S-1女優の専属デカチンになるまで【デジタル特装版】のレビュー・感想・徹底解説
レビュー・徹底解説
「S-1女優の専属」って、マジでそんなことある?
まず謝らせてほしい。舐めてた。タイトルを見た瞬間、ただの妄想特化型作品だと思った。しかし、あらすじを読むと話は違う。トップAV女優と結婚した主人公が、彼女の黒ギャル友人に誘惑される。これはもう、「もしも」の世界を超えた「ありえそうで怖い」領域だ。外部評価(FANZA)では4.00点と高評価。240ページというボリュームも気になる。笑いとエロのバランスを標榜する本サイトのレビュアーとして、これは検証せねばならぬ。
読み進めると、ただのギャグエロじゃない
表紙やタイトルから受ける軽い印象は、数ページで吹き飛ぶ。ここには「奥様はセクシー女優」シリーズで培われた、作者ならではの人間描写がある。単なるシチュエーションコメディではない。キャラクターの感情の機微が、エロと笑いを支えているのだ。
「貞操観念ゆるゆる」な妻の愛嬌が光る
あらすじにある「貞操観念ゆるゆるな彼女」という表現が全てを物語る。国民的AV女優・RiNaは、職業柄当然の開けっぴろげさを持つ。しかし、ただの痴女ではない。夫である主人公・和哉への愛情が、彼女の言動の根底にある。そのギャップが生むコミカルで愛らしいやり取りは、この作品の最大の魅力だ。彼女が「仕事」と「私生活」で見せる顔の違いに、思わずクスリとしてしまった。
黒ギャル小悪魔の誘惑が、夫婦関係を揺さぶる
友人であり人気AV女優のアズサ。彼女の登場が、この日常に亀裂を走らせる。タグにある「羞恥」「辱め」の要素は、おそらくこの三角関係の中で醸成されていく。単なる肉体関係ではなく、心理的な駆け引きと緊張感が絡み合う。黒ギャルというビジュアルと、小悪魔的な性格が、危険な魅力を放っている。このヒロイン、好きになってしまった。
240ページの読み応えは「デジタル特装版」ならでは
単行本でありながら240ページは破格のボリュームだ。さらに、デジタル特装版には商業デビュー作『子作りスワップ温泉』が24ページ分追加収録されている。作者のルーツを知ることができる貴重なコンテンツだ。コスパという点では、文句のつけようがない。1ページあたりの単価を計算すると、かなりお得な買い物と言える。
正直なところ、全ての人に刺さるわけじゃない
強く言っておきたい。

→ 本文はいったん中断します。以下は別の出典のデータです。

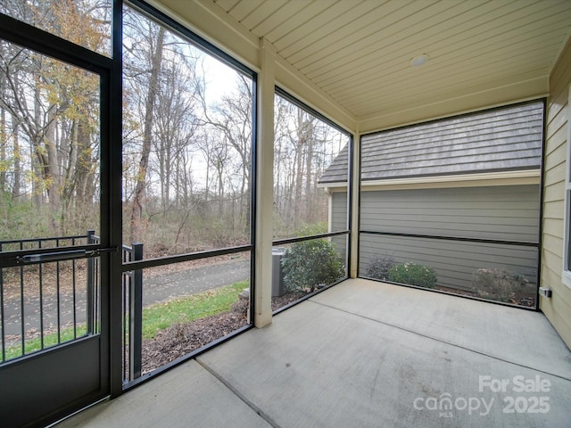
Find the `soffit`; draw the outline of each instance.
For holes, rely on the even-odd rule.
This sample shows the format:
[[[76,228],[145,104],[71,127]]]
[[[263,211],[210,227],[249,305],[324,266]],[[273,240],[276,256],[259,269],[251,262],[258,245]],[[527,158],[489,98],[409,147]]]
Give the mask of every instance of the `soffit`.
[[[567,0],[209,2],[361,130],[544,95],[571,29]]]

これは純愛一筋の物語ではない。タグから推測するに、主人公が妻以外の女性と関係を持つ展開は避けられない。いわゆる「浮気」や「寝取り」要素に敏感な読者には、強い抵抗感を覚える可能性がある。また、「ギャグ・コメディ」と銘打っているが、その笑いはややシニカルで大人の味わいだ。バカバカしい下ネタ笑いを求めている人とは、テイストが合わないかもしれない。逆に言えば、現実的なダークさを少し含んだコメディと、それに寄り添う濃厚なエロシーンを求めている人には、最高の一冊となる。
購入前に知っておきたいこと
Q. 単行本と単話、どっちがお得?
迷わずこの「デジタル特装版」単行本がお得です。240ページに加え、特典として24ページのデビュー作が付属。単話で購入するよりも総ページ数が多く、作者の画集的な楽しみ方もできます。コレクションとしての価値も高いです。
Q. 前作やシリーズを知らなくても楽しめる?
問題なく楽しめます。あらすじにもある「奥様はセクシー女優」シリーズとは世界観やキャラクターが異なる、独立した作品です。作者の作風に触れる入門編としても最適です。
結論:笑いとエロと、少しの切なさが混ざる一杯
「S-1女優の専属デカチンになるまで」は、挑発的なタイトルに反して、かなり味わい深い作品だった。AV女優という特殊な職業を扱いながら、そこに生きる人間の「普通」と「不普通」を巧みに描く。笑いのセンスは秀逸で、エロシーンの熱量も高い。ただ、そこに漂うほのかな切なさや危うさが、単なるコメディエロ漫画とは一線を画す。もしあなたが、下品だけど愛嬌のあるキャラクターと、濃厚で少し背徳感のあるエロを、同時に味わいたいなら。この240ページの世界に、きっと満足するはずだ。